Summary of this case from Amto, LLC v. Bedford Asset Mgmt., LLCOpinion
07 Civ. 11387 (DLC).
August 7, 2009
For Plaintiff: David Williams, Securities and Exchange Commission, Division of Enforcement, Washington, DC.
For Defendant Brian N. Lines: Philip M. Smith, Kate S. Woodall, Patton Boggs LLP(NY), New York, NY.
For Defendant Scott G.S. Lines, Stephen J. Crimmins, Mayer Brown LLP, Washington, DC.

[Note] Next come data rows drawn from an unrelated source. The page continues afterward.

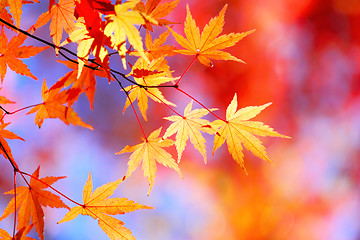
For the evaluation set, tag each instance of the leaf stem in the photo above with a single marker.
(200, 104)
(132, 105)
(188, 67)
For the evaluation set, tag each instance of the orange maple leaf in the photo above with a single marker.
(237, 130)
(3, 100)
(84, 83)
(208, 45)
(149, 152)
(189, 126)
(157, 11)
(12, 51)
(62, 18)
(31, 199)
(4, 148)
(20, 235)
(89, 39)
(154, 79)
(53, 107)
(98, 206)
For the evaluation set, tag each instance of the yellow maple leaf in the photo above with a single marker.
(157, 11)
(98, 206)
(208, 45)
(120, 26)
(189, 126)
(149, 152)
(238, 131)
(152, 78)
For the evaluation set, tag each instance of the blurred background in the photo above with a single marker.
(304, 57)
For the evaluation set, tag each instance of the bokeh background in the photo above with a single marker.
(304, 57)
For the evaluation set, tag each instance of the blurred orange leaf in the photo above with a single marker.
(5, 149)
(20, 235)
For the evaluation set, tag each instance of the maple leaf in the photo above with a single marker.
(84, 83)
(155, 50)
(238, 131)
(53, 107)
(208, 45)
(154, 79)
(4, 14)
(120, 26)
(98, 206)
(31, 199)
(90, 39)
(154, 9)
(3, 100)
(149, 152)
(189, 126)
(4, 148)
(20, 235)
(11, 51)
(62, 18)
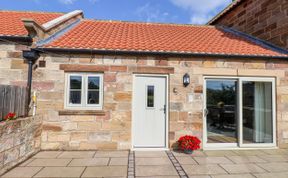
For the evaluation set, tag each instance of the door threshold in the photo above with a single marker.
(238, 148)
(150, 149)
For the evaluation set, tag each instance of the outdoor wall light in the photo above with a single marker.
(186, 80)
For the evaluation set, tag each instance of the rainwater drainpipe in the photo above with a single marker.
(31, 57)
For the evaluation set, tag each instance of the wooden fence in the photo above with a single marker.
(13, 99)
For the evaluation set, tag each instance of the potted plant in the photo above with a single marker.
(189, 143)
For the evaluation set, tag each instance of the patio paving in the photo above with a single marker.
(207, 164)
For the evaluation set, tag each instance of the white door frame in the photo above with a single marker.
(239, 144)
(166, 116)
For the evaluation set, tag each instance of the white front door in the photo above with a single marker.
(149, 112)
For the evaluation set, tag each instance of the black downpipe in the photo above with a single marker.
(31, 57)
(29, 82)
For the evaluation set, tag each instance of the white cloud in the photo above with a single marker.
(69, 2)
(201, 10)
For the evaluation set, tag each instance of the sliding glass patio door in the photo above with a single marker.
(239, 112)
(257, 111)
(221, 112)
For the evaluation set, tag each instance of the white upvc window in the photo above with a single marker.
(84, 91)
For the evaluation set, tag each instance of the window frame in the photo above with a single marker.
(84, 92)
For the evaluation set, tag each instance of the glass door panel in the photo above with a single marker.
(257, 112)
(221, 110)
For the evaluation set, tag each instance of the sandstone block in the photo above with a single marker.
(89, 126)
(11, 155)
(79, 136)
(123, 96)
(99, 136)
(58, 137)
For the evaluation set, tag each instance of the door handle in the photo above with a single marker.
(206, 112)
(164, 109)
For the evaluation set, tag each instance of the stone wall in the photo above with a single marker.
(19, 139)
(264, 19)
(111, 127)
(12, 66)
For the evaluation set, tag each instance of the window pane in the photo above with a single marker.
(257, 112)
(150, 96)
(93, 83)
(75, 97)
(221, 105)
(75, 82)
(93, 97)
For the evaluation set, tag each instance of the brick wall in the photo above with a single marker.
(265, 19)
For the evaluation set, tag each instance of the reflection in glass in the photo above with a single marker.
(150, 96)
(257, 112)
(222, 111)
(75, 89)
(93, 90)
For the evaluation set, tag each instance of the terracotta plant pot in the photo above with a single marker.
(188, 151)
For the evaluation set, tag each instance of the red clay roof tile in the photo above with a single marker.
(12, 25)
(134, 36)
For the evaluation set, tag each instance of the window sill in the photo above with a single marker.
(81, 112)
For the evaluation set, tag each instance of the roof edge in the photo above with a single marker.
(58, 34)
(23, 11)
(19, 39)
(153, 53)
(51, 24)
(224, 11)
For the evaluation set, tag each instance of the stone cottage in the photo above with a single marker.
(132, 85)
(264, 19)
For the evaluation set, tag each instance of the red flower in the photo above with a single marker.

For Defendants LOM (Holdings) Ltd., Lines Overseas Management, Ltd., LOM Capital Ltd., LOM Securities (Bermuda) Ltd., LOM, Securities (Cayman) Ltd., and LOM Securities (Bahamas) Ltd.: Reid M. Figel, Derek T. Ho, Kellogg, Huber, Hansen, Todd, Evans Figel, PLLC, Washington, DC.
MEMORANDUM OPINION ORDER
Plaintiff Securities and Exchange Commission ("SEC") seeks an order directing alternative service on defendants living abroad, Anthony Wile, Wayne Wile, and Robert J. Chapman ("Chapman") (collectively, the "Unserved Defendants"). Defendants Brian N. Lines, Scott G.S. Lines, LOM (Holdings) Ltd., Lines Overseas Management Ltd., LOM Capital Ltd., LOM Securities (Bermuda) Ltd., LOM Securities (Cayman) Ltd., and LOM Securities (Bahamas) Ltd. (collectively, the "Litigating Defendants") oppose the SEC's application for alternative service, and cross-move for dismissal or severance of the Unserved Defendants. For the following reasons, the SEC's motion is granted, and the Litigating Defendants' cross-motion is denied.
Background
On July 3, 2008, the SEC filed its first application for an order directing alternative means of service on defendants living in foreign countries. By an Order dated July 21, 2008 ("July Order"), familiarity with which is assumed, this Court denied that application because the SEC had not shown why service through each country's Central Authority should not be required; and the SEC also had not shown that service by email, which the SEC proposed, is a method permitted by the Hague Service Convention in Switzerland, which has specifically objected to service by mail.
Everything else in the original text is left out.